Bloom argues that what Freud established was the very “bread and butter” of modern psychology, namely the idea of a “dynamic unconscious.” Freud recognized that “we're not rational computers making our way through the world by making the best decisions in our own interest. Rather, there's this inner turmoil, a lot of which goes beneath the surface.” At the time, Freud’s claim that “we don't know why we feel what we feel” was considered radical and shocking.
While we may think we have a story for why we do the things we do, Bloom explains that Freud would counter, “Why should we believe your story? Your story is a story, but there's true forces that guided you to do what you do, to love who you love, that you were just unaware of.” According to Bloom, the pivotal concept of “unconscious processes rules us, is important and significant.”
Bloom, who shares some of Freud’s legacy in the field of psychotherapy in his book Psyche; The Story of the Human Mind, compares Freud’s view of humans as “unique” and “complicated” to that of another famous psychologist, B.F. Skinner. Skinner was the founder of “behaviorism” and saw humans as “just rats in a more complicated environment.” Bloom explains Skinner’s view that “there’s no coherent sense of talking about the complexity of the mind, because there is no mind.” Skinner’s theories that “the same psychological processes that could explain the behavior of rats and pigeons could explain the behavior of humans,” ultimately turned out to be a disaster, but very much like Freud, Skinner demonstrated “enthusiasm” and “willingness to take an idea and push for it.”

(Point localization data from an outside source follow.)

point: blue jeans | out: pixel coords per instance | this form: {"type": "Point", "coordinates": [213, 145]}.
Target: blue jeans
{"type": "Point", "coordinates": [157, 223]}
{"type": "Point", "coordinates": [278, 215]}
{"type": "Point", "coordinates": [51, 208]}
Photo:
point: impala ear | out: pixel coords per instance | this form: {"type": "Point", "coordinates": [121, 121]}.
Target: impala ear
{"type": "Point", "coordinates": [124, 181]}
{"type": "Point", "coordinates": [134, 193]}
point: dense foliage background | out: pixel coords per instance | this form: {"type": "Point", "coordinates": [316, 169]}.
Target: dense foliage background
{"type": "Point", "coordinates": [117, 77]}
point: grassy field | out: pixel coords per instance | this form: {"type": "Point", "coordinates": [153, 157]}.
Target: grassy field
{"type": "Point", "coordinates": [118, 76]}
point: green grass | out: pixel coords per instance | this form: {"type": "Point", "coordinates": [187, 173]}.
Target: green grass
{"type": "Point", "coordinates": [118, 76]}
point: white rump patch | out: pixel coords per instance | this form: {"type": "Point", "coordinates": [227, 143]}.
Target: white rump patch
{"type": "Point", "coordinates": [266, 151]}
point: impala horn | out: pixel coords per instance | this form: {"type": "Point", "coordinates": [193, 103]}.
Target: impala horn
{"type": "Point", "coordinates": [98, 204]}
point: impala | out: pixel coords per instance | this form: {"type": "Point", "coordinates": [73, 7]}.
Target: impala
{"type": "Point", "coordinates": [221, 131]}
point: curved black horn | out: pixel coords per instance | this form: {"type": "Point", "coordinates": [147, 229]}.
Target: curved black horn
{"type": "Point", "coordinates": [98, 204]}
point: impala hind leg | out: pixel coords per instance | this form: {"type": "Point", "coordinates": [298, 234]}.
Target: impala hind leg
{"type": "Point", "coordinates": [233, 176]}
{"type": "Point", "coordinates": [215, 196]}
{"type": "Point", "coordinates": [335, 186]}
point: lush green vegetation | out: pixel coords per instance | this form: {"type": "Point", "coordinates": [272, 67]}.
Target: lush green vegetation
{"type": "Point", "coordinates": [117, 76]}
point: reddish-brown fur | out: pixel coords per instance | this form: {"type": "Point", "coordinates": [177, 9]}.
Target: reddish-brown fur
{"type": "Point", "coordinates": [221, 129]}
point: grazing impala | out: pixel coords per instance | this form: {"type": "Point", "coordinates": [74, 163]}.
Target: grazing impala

What surprises Bloom the most is how “stagnant” advances in psychology have been over the last 30 years. Not much has changed with regards to treatment for even severe conditions like schizophrenia, he notes. “We don't know what to do about it, we can't cure it,” Bloom says. “You would have thought that we would have made more progress, but we haven't.”
Despite the relative lack of progress, Bloom is optimistic. “It's fun being part of young science,” he says. “Our field is so wide open that a smart undergraduate could make a discovery, they could transform everything, and I just find that so exhilarating.”